His speech comes only two days before a backbench debate on defense spending in the Commons, where MPs will discuss the UK’s current commitment to NATO’s 2 percent of GDP spending target.
‘Single greatest threat’
The foreign secretary said Russia’s intensive modernization of its military capability was a “cause for concern,” likening the behavior to Cold War tactics.
“The rapid pace with which Russia is seeking to modernize her military forces and weapons combined with the increasingly aggressive stance of the Russian military including Russian aircraft around the sovereign airspace of NATO states are all significant causes of concern.”
“We are in familiar territory for anyone over the age of about 50, with Russia’s behavior a stark reminder that it has the potential to pose the single greatest threat to our security,” he said.
Hammond added that the UK would continue to gather intelligence about Russia’s “capabilities and intentions” for “the foreseeable future.”
“It is no coincidence that all of our agencies are recruiting Russian speakers again.”
The foreign secretary emphasized the necessity of British security agencies to continue their clandestine role, implying that he was in favor of meeting the 2 percent NATO spending target.
“We must respond decisively and positively to the public and parliamentary debate about the powers required by our intelligence agencies to do their job in a changed technological environment – and in doing so draw a line under that debate so that the agencies can get on with the job of keeping this country safe,” he said.
‘Huge burden of responsibility’
Hammond addressed the recent controversy surrounding human rights charity CAGE, which claimed that Jihadi John, identified as Mohammed Emwazi, had been radicalized by UK foreign policy, saying that “apologists” bear a “huge responsibility” for violence committed by extremists.
MPs are expected later to approve new travel restrictions for those who pose a “terror-related threat,” which include stripping individuals of passports and introducing fines for airlines which breach the measures.
“We are absolutely clear,” Hammond said. “The responsibility for acts of terror rests with those who commit them.

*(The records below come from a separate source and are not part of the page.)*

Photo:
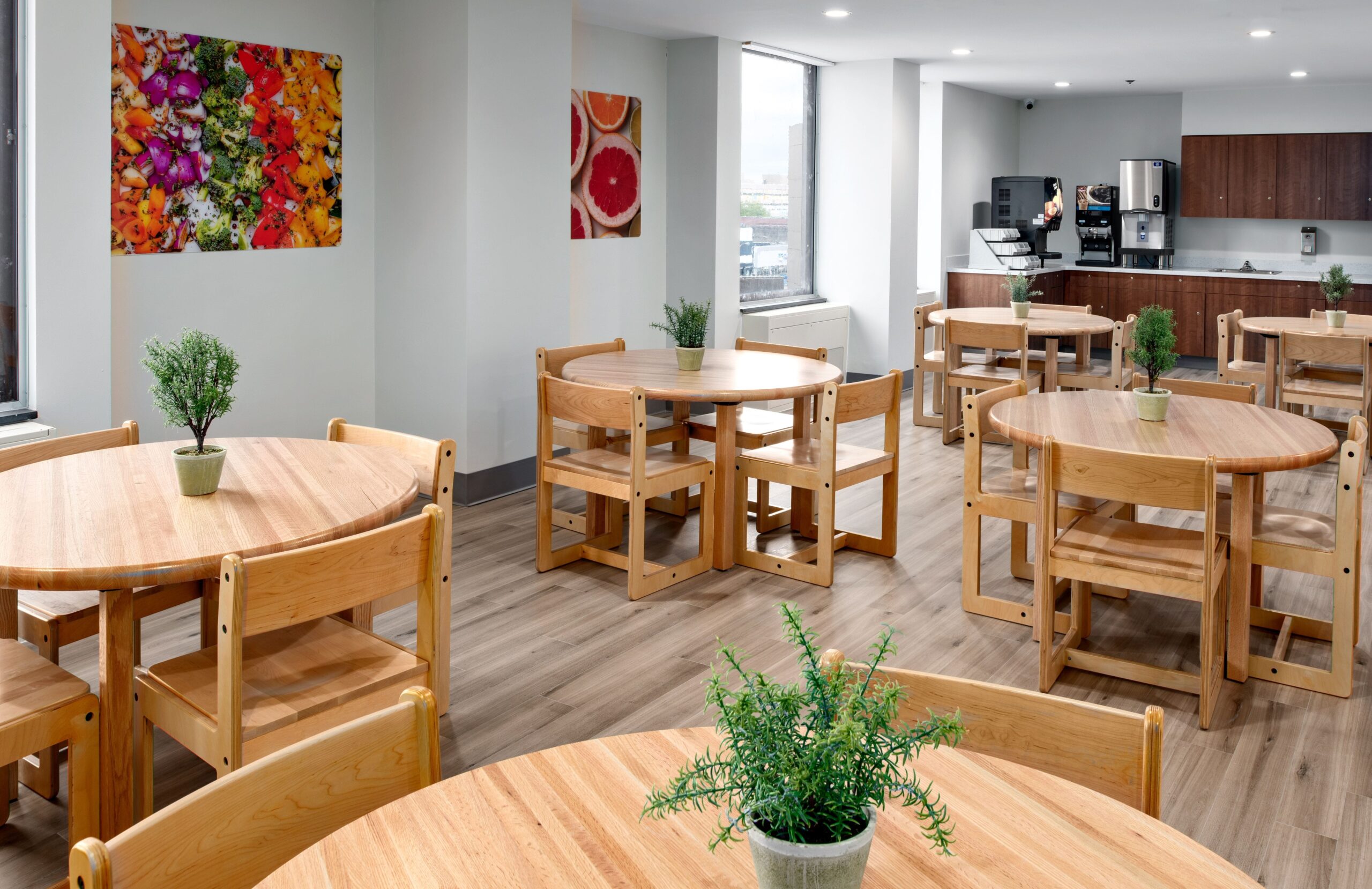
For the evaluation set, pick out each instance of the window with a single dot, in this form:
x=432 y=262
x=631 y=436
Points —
x=11 y=213
x=777 y=195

But a huge burden of responsibility also lies with those who act as apologists for them.”
‘Tories cannot have their cake and eat it’

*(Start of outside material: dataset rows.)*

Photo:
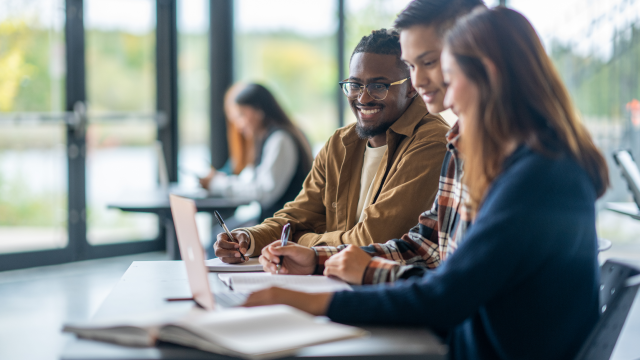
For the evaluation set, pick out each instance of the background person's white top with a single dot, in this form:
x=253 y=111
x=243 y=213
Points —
x=372 y=158
x=267 y=182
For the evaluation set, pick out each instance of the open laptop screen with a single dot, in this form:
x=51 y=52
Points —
x=184 y=219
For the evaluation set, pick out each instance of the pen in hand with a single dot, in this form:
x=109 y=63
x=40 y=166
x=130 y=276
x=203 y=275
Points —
x=284 y=238
x=221 y=222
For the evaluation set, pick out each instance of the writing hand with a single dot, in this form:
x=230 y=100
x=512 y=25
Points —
x=227 y=250
x=348 y=265
x=298 y=259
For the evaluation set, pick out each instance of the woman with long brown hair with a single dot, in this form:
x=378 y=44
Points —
x=274 y=155
x=523 y=282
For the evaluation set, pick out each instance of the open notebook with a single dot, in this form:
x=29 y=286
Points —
x=217 y=265
x=252 y=333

In the run-up to the defense spending debate Thursday, which threatens to provoke a rebellion on the Tory benches, Liberal Democrat Deputy PM Nick Clegg has said the Conservatives must “come clean” on the military budget.
“You cannot provide the British people with adequately resourced police forces, or an adequately resourced military forces if you take this ideological approach to reducing the amount of money that goes into public spending as a proportion of GDP for no economic reason at all.”
“At some point, the Conservative Party has got to come clean. They cannot have their cake and eat it. They cannot embark on this rightwing lurch towards an ever-shrinking state and also somehow pretend that they can fund everything in sight. You can’t. Something has to give.”
There has been increasing pressure on the government from former NATO chiefs and senior defense officials to maintain the 2 percent of GDP NATO spending target.